Indices in Anchor modeling

Ivo Clemens
Hi,

In a presentation on your site I read that "Secondary indexes are very rarely needed" in Anchor modeling. Why is that? Why would I need fewer attribute indices in Anchor Modeling than in traditional tables? Attribute tables are not sorted or indexed on the attribute field. Does an index on the attribute field not increase performance? (For example of queries where this attribute is used as a filter in the where-clause)
Reply | Threaded
Open this post in threaded view
|

Re: Indices in Anchor modeling

roenbaeck
Administrator
The only times we use secondary indexes are in 3-way or larger ties, where you want to join over the tie through partial paths. Although, I would not recommend this approach, since if you can do such joins you have probably modeled more than one relationship in a single tie, and it should instead be broken apart into several ties, each modeling a single relationship.
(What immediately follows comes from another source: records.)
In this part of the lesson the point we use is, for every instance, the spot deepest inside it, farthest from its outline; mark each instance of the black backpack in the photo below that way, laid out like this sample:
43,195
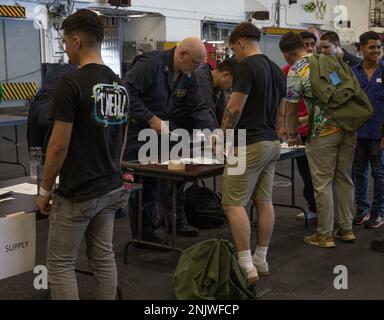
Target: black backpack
203,207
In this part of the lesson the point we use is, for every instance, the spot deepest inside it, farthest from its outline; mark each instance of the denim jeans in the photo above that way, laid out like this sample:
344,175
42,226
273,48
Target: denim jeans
368,153
305,173
68,224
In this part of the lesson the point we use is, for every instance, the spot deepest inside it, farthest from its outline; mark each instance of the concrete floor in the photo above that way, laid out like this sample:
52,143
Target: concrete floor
298,271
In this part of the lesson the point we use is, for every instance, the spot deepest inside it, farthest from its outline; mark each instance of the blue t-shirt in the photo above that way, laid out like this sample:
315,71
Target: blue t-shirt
374,89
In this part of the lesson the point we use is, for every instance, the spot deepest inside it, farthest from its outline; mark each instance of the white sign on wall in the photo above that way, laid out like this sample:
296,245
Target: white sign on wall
17,244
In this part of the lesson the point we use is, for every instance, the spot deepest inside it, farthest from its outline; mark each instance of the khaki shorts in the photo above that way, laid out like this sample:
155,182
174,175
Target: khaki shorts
257,181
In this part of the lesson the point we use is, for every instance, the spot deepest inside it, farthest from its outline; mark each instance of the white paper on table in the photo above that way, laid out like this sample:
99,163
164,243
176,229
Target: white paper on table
284,145
23,188
200,160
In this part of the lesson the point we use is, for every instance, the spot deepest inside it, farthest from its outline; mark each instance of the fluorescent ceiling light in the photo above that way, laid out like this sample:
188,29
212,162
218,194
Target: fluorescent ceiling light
216,42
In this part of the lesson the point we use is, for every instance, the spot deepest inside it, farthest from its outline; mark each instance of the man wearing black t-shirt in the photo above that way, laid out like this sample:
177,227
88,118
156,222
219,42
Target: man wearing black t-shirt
90,112
259,88
214,83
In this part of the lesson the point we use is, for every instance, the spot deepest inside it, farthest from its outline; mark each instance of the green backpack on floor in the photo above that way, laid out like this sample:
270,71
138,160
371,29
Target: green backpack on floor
209,270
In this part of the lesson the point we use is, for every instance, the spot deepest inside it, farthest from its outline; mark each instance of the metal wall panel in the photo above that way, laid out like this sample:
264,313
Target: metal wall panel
270,46
2,55
23,51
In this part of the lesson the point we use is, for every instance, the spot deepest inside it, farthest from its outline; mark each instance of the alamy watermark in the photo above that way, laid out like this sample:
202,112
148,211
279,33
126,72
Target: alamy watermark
216,147
341,280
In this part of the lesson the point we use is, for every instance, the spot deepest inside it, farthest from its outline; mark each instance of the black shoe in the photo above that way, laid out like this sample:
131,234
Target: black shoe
378,245
153,239
374,222
185,230
360,218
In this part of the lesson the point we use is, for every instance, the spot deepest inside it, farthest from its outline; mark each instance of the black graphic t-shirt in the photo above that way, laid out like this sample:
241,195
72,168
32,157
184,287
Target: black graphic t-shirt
96,101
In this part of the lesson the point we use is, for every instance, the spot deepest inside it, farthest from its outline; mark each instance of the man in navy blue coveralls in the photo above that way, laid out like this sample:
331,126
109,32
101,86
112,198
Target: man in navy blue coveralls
164,88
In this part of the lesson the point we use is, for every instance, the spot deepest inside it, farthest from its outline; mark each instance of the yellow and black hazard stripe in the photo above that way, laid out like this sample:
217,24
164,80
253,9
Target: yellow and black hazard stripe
12,11
18,90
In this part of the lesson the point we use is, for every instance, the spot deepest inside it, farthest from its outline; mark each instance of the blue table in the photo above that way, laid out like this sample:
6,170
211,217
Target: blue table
15,121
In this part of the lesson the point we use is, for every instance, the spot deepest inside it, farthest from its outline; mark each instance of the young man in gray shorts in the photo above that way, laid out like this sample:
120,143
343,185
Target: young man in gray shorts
259,88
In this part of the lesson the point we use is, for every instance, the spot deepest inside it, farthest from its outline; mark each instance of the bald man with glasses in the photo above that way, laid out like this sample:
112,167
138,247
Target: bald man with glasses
164,88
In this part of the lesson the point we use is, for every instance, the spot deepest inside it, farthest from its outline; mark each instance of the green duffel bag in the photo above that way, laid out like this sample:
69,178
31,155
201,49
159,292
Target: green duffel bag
209,270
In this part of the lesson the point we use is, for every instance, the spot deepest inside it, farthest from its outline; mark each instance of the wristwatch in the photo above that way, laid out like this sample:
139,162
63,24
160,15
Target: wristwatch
44,193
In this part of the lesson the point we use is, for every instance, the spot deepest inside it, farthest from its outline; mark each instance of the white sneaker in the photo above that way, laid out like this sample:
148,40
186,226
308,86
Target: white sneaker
252,275
262,267
310,215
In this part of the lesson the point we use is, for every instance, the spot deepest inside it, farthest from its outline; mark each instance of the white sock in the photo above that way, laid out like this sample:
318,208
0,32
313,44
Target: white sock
245,259
260,254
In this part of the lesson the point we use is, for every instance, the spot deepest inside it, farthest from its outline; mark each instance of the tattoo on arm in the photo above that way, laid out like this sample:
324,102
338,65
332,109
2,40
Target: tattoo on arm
229,120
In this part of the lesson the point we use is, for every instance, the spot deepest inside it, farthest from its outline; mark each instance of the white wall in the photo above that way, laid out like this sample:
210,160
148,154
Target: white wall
292,16
143,30
225,10
179,28
183,17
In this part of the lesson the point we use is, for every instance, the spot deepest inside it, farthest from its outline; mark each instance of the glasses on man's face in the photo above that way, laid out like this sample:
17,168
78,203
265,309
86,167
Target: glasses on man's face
310,44
195,62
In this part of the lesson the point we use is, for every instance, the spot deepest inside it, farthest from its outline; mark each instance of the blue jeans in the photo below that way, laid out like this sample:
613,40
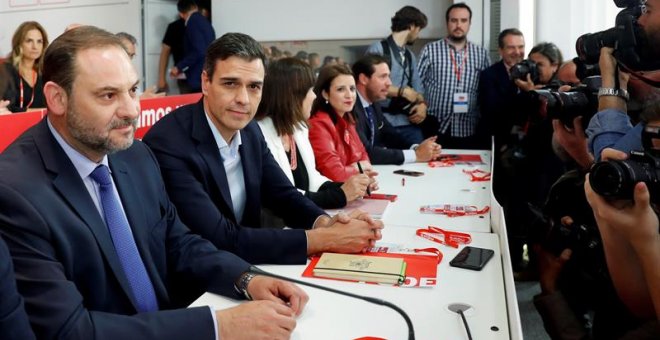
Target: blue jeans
412,134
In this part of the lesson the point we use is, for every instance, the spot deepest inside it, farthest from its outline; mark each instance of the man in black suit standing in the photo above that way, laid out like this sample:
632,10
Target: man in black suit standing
382,141
219,171
497,92
199,35
500,111
99,251
14,324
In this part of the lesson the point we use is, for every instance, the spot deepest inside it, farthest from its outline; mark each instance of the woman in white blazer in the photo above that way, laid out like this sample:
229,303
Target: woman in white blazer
282,116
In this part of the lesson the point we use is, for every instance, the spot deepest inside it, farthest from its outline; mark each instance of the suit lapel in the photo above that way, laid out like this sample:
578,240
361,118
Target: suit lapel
69,184
129,194
208,149
249,150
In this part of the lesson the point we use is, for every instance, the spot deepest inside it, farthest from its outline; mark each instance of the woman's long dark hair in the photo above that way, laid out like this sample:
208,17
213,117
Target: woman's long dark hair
286,85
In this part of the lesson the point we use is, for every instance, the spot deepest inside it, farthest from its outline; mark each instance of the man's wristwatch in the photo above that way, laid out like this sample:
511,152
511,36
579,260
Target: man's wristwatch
608,91
242,283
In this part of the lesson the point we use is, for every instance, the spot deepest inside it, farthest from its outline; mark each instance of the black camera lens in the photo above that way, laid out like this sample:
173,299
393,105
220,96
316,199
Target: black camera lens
609,179
522,69
588,45
617,179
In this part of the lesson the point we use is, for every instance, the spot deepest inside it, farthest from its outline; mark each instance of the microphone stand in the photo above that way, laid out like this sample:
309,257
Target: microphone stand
411,333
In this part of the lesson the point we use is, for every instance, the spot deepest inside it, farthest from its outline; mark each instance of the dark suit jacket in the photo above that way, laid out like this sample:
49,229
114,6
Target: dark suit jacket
387,142
14,324
66,266
499,103
199,35
197,184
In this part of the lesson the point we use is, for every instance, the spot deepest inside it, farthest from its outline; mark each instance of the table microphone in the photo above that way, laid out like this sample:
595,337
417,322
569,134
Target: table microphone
411,333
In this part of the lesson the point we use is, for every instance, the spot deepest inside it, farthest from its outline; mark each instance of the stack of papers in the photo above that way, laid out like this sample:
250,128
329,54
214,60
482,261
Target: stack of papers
374,207
361,268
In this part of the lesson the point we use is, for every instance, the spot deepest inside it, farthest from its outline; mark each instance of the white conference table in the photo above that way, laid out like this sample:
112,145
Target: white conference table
490,292
440,185
333,316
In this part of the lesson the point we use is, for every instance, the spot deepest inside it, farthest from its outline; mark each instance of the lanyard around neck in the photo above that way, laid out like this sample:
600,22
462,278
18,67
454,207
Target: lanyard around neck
458,71
34,85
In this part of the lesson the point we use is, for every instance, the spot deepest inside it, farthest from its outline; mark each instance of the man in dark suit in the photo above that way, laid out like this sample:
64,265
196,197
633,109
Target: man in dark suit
14,324
219,171
382,141
199,35
497,93
99,251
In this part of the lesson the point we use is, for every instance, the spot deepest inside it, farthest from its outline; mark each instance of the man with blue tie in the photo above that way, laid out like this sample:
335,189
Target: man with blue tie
99,251
382,141
219,171
14,324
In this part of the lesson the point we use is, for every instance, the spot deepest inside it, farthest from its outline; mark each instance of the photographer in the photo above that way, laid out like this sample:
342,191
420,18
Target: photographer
529,159
631,241
611,126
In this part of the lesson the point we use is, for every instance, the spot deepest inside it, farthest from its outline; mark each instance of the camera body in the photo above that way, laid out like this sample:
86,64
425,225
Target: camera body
631,47
522,69
581,100
567,198
617,178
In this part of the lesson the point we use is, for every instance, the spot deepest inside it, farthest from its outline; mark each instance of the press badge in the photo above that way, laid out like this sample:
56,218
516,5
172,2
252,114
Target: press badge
460,102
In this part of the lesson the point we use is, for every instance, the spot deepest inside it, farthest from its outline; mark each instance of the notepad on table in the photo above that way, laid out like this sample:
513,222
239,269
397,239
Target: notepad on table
361,268
374,207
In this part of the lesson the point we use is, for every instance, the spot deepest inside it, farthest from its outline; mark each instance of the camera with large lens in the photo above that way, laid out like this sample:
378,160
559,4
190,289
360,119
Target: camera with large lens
631,47
522,69
567,198
580,100
617,178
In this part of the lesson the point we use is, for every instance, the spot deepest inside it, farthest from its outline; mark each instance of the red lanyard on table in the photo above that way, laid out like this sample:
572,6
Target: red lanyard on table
34,82
459,70
385,250
478,175
450,238
451,210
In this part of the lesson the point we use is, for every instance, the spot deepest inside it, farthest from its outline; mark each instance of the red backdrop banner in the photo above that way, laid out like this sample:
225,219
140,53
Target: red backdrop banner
152,110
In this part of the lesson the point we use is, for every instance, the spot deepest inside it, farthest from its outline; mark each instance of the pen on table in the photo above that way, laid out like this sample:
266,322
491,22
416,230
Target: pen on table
360,168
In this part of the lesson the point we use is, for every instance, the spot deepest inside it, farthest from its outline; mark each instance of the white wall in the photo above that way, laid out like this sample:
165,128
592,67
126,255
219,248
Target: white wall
55,15
157,15
577,18
283,20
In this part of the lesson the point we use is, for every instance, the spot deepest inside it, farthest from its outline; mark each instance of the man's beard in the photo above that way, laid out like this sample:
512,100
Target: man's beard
457,39
92,139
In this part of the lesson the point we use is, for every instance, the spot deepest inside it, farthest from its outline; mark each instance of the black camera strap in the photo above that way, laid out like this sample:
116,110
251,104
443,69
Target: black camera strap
648,81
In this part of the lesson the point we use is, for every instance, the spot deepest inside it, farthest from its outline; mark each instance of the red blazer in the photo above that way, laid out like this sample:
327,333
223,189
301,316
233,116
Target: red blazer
337,146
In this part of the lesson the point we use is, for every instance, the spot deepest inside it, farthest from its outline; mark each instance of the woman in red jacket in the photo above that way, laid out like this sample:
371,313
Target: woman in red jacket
337,147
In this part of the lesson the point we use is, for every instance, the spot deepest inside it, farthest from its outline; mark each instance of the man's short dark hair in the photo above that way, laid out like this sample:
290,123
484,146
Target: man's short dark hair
550,51
458,5
367,65
60,57
127,36
406,17
504,33
232,45
183,6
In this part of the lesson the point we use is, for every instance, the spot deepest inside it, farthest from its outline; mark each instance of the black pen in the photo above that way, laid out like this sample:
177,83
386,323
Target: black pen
361,171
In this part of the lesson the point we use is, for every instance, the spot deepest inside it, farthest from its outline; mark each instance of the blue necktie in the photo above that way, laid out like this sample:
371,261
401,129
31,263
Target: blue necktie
370,120
122,237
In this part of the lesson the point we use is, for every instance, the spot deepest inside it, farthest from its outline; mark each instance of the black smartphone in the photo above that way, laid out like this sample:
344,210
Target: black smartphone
408,173
473,258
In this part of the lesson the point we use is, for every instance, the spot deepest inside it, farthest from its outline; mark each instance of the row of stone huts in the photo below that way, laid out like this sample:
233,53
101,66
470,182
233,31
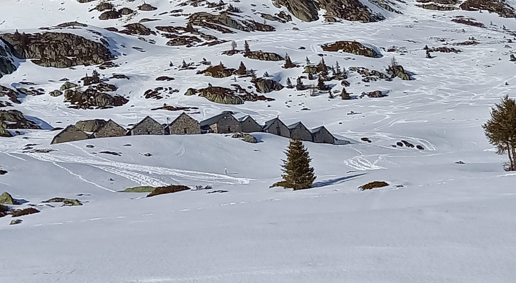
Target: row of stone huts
185,125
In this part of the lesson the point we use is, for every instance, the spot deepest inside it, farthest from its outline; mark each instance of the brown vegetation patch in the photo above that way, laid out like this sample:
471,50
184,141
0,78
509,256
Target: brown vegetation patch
164,78
173,108
353,47
168,190
467,21
373,185
25,211
444,49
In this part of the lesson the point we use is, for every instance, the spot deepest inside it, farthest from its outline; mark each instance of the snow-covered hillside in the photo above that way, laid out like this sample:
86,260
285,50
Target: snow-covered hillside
446,216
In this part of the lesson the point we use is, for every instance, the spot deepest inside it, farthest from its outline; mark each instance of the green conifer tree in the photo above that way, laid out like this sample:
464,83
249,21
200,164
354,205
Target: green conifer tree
297,173
501,129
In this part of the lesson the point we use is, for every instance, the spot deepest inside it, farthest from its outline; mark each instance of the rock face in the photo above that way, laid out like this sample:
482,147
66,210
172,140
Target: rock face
16,120
12,94
6,61
59,50
219,22
351,10
3,130
70,133
90,125
6,198
265,85
91,98
305,10
495,6
351,47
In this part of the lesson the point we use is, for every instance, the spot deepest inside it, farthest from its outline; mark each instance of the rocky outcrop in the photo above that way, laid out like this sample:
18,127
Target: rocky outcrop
308,10
90,125
6,59
59,50
6,198
263,56
12,94
351,47
351,10
227,96
266,85
305,10
92,99
494,6
3,130
219,22
14,119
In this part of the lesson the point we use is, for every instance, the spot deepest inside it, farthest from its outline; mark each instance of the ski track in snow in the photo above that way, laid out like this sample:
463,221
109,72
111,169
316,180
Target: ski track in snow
133,171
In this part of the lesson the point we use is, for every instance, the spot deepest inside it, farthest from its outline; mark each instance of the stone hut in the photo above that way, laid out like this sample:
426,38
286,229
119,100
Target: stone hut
110,129
322,135
222,124
249,125
70,133
147,126
298,131
276,127
90,125
184,125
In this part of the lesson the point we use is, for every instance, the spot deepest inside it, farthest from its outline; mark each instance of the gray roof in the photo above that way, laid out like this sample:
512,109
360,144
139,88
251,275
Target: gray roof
146,118
214,119
293,126
270,122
Regarding the attributes. In order for an index to be useful there has to be some kind of restrictive condition on the attribute values, for example in a where clause. There are some different scenarios:

A) There are few rows in the attribute.
In this case, scanning the whole attribute is approximately as fast as scanning an index to find the matches and then looking those up in the attribute table.

B) There are many rows in the attribute.
In this case it depends on how restrictive the condition is:

i) The condition is not very restrictive.
Since the condition is matching many rows in the attribute, going through the index and then doing the lookups may actually be slower than scanning the attribute directly.

ii) The condition is very restrictive.
Here finding the match in the index and then doing the lookup is faster than scanning the whole table. However, since tables in AM are narrow, with few columns, scanning a whole table is still much less expensive than in a less normalized modeling technique.

Furthermore, after scanning the initial table you will get a very small intermediate result set. Since in almost all queries joins are present, this propagates to the other tables when executing the join and greatly improves performance compared to having those attributes stored in the same table. So, when using very restrictive conditions and joins, performance will be better than say 3NF anyway, without using a secondary index.

Looking at ii) if the number of distinct values in low compared to the total number of values in the attribute, then you should use a knotted attribute, and the logic of the propagating small result sets will apply. Left are the cases when the number of distinct values are almost as large as the number of values in the attribute. For example, a surname.

It would be interesting to compare some realistic queries over such an attribute, where you have lots of surnames stored, with and without a secondary index. There probably are situations in which an index would improve performance, but then that would have to be weighed against the additional maintenance and storage costs.


Reply | Threaded
Open this post in threaded view
|

Re: Indices in Anchor modeling

Ivo Clemens
Thank you for your extensive reply!

The question arose as I was implementing an Anchor Model for a large(ish) amount of contact data. The attribute under consideration is the contact datetime. Reports and analysts will often select a subset of transaction attributes for a given period.
Contact-datetime is there for every anchor. The datetime is of course very restrictive (hardly any 2 contacts will have the exact same datetime), so situation B ii applies.
And indeed, (realistic) queries of transaction-attributes for a given period do appear to be quite a bit faster with an index on the contact-datetime field.

I also have some questions on 3way ties, but I'll ask them in a separate post.
Reply | Threaded
Open this post in threaded view
|

Re: Indices in Anchor modeling

roenbaeck
Administrator
Just a comment. We decided in one installation to split the datetime of a purchase into two attributes 'date of purchase' and 'time of purchase' using the 'date' and 'time' data types in SQL Server 2008. People querying the data were often interested in one or the other, but rarely both in the same query. So in that case having two attributes instead of one boosted performance.